Builder failure risk has moved up the priority list for most lenders. Part of the review by GPS involved inviting some of our quantity surveyors for some sandwiches and a group discussion. Items which came out of the review include:

  1. There will be a higher level of due diligence on builders for new projects;
  2. Increase site inspections; and
  3. More testing on whether sub-contractors have been paid.

There is no doubt that sub-contractors bear the brunt of builder collapses. Lenders are secured creditors and will be able to make a full recovery of any costs occasioned by a collapse of a builder. Sub-contractors are unsecured creditors and therefore bear the first loss.

Sub-contractor associations have pushed the QLD state government to work towards the introduction of project bank accounts. I do not see this as the solution to the issue. From a lender’s perspective the progress draw process will remain unchanged. The difference is that instead of paying the builder we will pay the monies into a third party bank account. The operator of this third party bank account will charge a processing fee and have around 28 days to make payment to the sub-contractor. This will further push out payment terms to sub-contractors, which will not assist.

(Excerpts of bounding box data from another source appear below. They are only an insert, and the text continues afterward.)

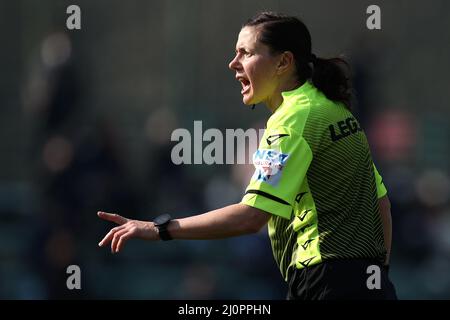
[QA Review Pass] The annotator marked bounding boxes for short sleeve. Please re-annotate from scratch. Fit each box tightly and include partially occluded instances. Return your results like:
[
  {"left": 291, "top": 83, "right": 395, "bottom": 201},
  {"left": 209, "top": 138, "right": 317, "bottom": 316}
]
[
  {"left": 242, "top": 127, "right": 312, "bottom": 219},
  {"left": 373, "top": 164, "right": 387, "bottom": 199}
]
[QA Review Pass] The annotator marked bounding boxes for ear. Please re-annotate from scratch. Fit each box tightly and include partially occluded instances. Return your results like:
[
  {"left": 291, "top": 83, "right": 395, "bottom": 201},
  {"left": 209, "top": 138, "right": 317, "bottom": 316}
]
[{"left": 277, "top": 51, "right": 295, "bottom": 74}]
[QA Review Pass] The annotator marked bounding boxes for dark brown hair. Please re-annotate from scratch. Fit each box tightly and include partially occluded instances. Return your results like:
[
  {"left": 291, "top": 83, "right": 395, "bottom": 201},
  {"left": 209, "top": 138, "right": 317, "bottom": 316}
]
[{"left": 243, "top": 12, "right": 352, "bottom": 109}]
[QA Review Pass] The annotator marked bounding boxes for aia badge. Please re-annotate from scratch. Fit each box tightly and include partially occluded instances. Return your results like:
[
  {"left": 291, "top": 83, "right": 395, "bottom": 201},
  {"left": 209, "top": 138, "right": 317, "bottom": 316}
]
[{"left": 253, "top": 149, "right": 289, "bottom": 185}]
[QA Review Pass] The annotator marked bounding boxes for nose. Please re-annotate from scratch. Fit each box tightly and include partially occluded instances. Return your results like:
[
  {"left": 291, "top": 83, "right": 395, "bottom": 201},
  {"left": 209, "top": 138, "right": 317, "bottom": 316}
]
[{"left": 228, "top": 55, "right": 239, "bottom": 70}]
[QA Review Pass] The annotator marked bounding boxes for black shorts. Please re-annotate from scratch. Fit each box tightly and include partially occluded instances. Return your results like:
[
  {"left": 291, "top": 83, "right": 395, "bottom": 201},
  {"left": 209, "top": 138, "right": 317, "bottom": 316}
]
[{"left": 287, "top": 259, "right": 397, "bottom": 300}]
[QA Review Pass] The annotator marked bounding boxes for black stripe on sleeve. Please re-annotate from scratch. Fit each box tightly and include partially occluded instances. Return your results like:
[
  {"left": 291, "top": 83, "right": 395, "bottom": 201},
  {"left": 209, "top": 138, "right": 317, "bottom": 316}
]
[{"left": 245, "top": 189, "right": 290, "bottom": 206}]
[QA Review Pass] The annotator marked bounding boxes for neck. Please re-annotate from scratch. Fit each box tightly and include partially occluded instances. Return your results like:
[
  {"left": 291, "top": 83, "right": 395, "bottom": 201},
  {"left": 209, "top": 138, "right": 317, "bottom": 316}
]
[{"left": 265, "top": 78, "right": 303, "bottom": 113}]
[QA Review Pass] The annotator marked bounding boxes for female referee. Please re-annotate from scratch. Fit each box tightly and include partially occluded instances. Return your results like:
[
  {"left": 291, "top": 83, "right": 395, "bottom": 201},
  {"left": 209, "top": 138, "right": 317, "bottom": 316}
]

In tradie terms, fixing the problem is all about having the right tool in the tool box. The project bank account solution is like only having a hammer in the tool box. It is great for driving a nail, but hopeless for fixing a light switch. Hitting the light switch repeatedly with a hammer, and abusing it, will still not fix it.

Funders can be part of the solution, but we first need to know that sub-contractors are not being paid. We rely on statutory declarations from builders. If we walk around a building site asking everybody if they have been paid then, assuming we make it off the site in one piece, doing so will become a self-fulfilling prophecy. All we will have achieved is starting up the rumour mill.

GPS generally puts a sign on the site fencing that we are funding the project. It includes our contact details. This has worked well for GPS for the past 20 years. Subbies who are not paid will ring us up (preferably not at 4pm on Friday afternoon after a couple of hours “lubricating” their vocal cords) and tell us what is happening.

GPS sign artwork v3

GPS puts up a sign at each of our projects so that we can be contacted if issues arise.

As the funder, GPS has several powers under our security which can assist when issues arise. These include taking over direct payment of sub-contractors (two days is a lot better than a 28 day term) and the appointment of a site superintendent, etc.

The sooner a funder knows about a problem, the sooner they can act. This reduces the leakage of funding from the project and expedites a solution being put in place. This should decrease the amount owing to sub-contractors and increase the amount available under the building contract. Overall, early notice can greatly improve sub-contractors’ prospects of recovery.

I have offered to work with sub-contractor associations on this long-standing problem, and my offer remains open.

The golden rule is to contact the funder as soon as a problem occurs. Gossiping in closed chat rooms on the internet will not achieve a positive outcome.